Here, it is worth metioning that nodes in tensorflow that are not between the supplied input and the requested output are not evaluated. This means that if one does run(sess, [optimizer], Dict(X=>xs, Y_obs=>ys)) then the accuracy node will never be evaluated. It does not need to be evaluated to get the optimizer node (but cost, does).

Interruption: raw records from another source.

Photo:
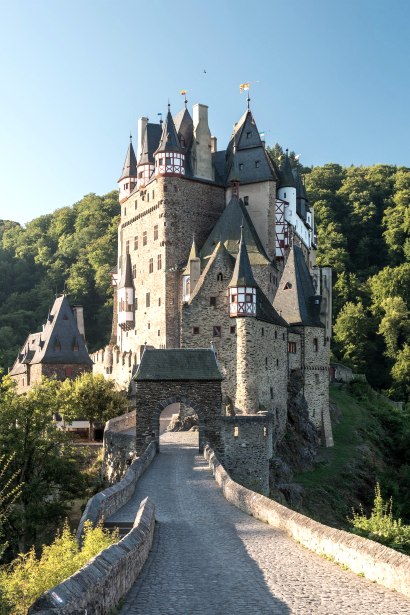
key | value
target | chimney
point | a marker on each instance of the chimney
(202, 143)
(78, 312)
(142, 126)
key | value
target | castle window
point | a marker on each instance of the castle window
(292, 347)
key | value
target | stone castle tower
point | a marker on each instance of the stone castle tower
(217, 247)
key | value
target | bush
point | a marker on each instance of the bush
(28, 577)
(381, 526)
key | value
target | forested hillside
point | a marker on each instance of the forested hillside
(74, 249)
(363, 216)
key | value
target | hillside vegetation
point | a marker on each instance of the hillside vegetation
(363, 217)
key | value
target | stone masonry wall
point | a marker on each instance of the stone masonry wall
(247, 444)
(98, 587)
(204, 397)
(262, 370)
(107, 502)
(365, 557)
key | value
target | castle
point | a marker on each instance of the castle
(216, 249)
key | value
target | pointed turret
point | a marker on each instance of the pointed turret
(169, 157)
(242, 287)
(125, 291)
(128, 177)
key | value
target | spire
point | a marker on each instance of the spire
(130, 163)
(242, 273)
(286, 176)
(169, 139)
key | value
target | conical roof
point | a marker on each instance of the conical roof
(295, 298)
(286, 179)
(126, 274)
(130, 164)
(227, 230)
(242, 273)
(169, 139)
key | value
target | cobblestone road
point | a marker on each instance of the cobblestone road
(209, 558)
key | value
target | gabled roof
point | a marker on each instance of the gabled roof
(169, 139)
(227, 230)
(178, 364)
(286, 179)
(130, 164)
(126, 274)
(295, 298)
(242, 273)
(56, 343)
(150, 142)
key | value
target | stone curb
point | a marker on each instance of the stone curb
(365, 557)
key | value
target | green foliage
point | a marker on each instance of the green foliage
(381, 526)
(28, 577)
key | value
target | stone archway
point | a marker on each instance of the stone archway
(189, 376)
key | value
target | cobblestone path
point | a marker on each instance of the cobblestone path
(209, 558)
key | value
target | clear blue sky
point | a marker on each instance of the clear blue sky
(333, 83)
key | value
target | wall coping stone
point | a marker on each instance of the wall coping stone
(107, 502)
(376, 562)
(107, 577)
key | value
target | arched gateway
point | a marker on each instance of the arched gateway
(188, 376)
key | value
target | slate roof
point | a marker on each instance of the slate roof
(55, 344)
(295, 298)
(169, 139)
(178, 364)
(150, 143)
(227, 230)
(130, 164)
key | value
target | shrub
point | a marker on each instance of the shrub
(28, 577)
(381, 526)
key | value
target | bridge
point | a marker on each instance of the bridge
(208, 557)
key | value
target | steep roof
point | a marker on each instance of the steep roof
(130, 163)
(56, 342)
(126, 274)
(227, 230)
(152, 137)
(178, 364)
(242, 273)
(169, 139)
(295, 299)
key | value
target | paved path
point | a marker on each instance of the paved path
(209, 558)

We will run the network in the next step

In [8]:

cost = reduce_mean(-reduce_sum(Y_obs.*log(Y_pred), reduction_indices=[1])) #cross entropy
@show get_shape(Y_obs.*log(Y_pred))
@show get_shape(cost) #Should be [] as it should be a scalar

optimizer = train.minimize(train.AdamOptimizer(learning_rate), cost)

correct_prediction = indmax(Y_obs, 2) .== indmax(Y_pred, 2)
@show get_shape(correct_prediction)
accuracy = reduce_mean(cast(correct_prediction, Float32));
get_shape(Y_obs .* log(Y_pred)) = TensorShape[256, 10]
get_shape(cost) = TensorShape[]
get_shape(correct_prediction) = TensorShape[unknown]

Finally we can run our training. So we go through a zip of traindata and trainlabels we prepared earlier, run the optimizer on each. and periodically check the accuracy of that last batch to give status updates. It is all very nice.

In [9]:

run(sess, initialize_all_variables())

kk=0
for jj in 1:training_iters
    for (xs, ys) in prepared_batchs(traindata_raw, trainlabels_raw)
        run(sess, optimizer,  Dict(X=>xs, Y_obs=>ys))
        kk+=1
        if kk % display_step == 1
            train_accuracy, train_cost = run(sess, [accuracy, cost], Dict(X=>xs, Y_obs=>ys))
            info("step $(kk*batch_size), loss = $(train_cost),  accuracy $(train_accuracy)")
        end
    end
end
INFO: The specified values for size and/or count will result in 96 unused data points
INFO: step 256, loss = 62.497936,  accuracy 0.1171875
INFO: step 25856, loss = 29.325878,  accuracy 0.6640625
INFO: step 51456, loss = 15.46171,  accuracy 0.7890625

Finally we check how we are going on the test data. However, as all our nodes have been defined in terms of batch_size, we are going to need to process the test data in minibatches also. I feel like these should be a cleaner way to do this that that.

This is a chance to show of the awesomeness that is ProgressMeter.jl @show_progess. This displace a unicode-art progress bar, marking progress through the iteration. Very neat.

In [10]:

batch_accuracies = []
@showprogress for (ii, (xs, ys)) in enumerate(prepared_batchs(MNIST.testdata()...))
    batch_accuracy = run(sess, accuracy, Dict(X=>xs, Y_obs=>ys))
    #info("step $(ii),   accuracy $(batch_accuracy )")
    push!(batch_accuracies, batch_accuracy)
end
@show mean(batch_accuracies) #Mean of means of consistantly sized batchs is the overall mean
INFO: The specified values for size and/or count will result in 16 unused data points
Progress: 100%|█████████████████████████████████████████| Time: 0:00:05
mean(batch_accuracies) = 0.89903843f0
None

90% accuracy, not bad for an unoptimised network – particularly one as unsuited to the tast as LSTM. I hope this introduction the JuliaML and TensorFlow has been enlightening. There is lots of information about TensorFlow online, though to unstand the julia wrapper I had to look at the source-code more ofthen than the its docs. But that will get better with maturity, and the docs line up the the Python API quiet well a lot of the time. The docs for the new version of MLDataUtils are still being finished off (that is the main blocker on it being merged as I understand it). Hopefully tuitorials like this lets you see how these all fit together to do something useful.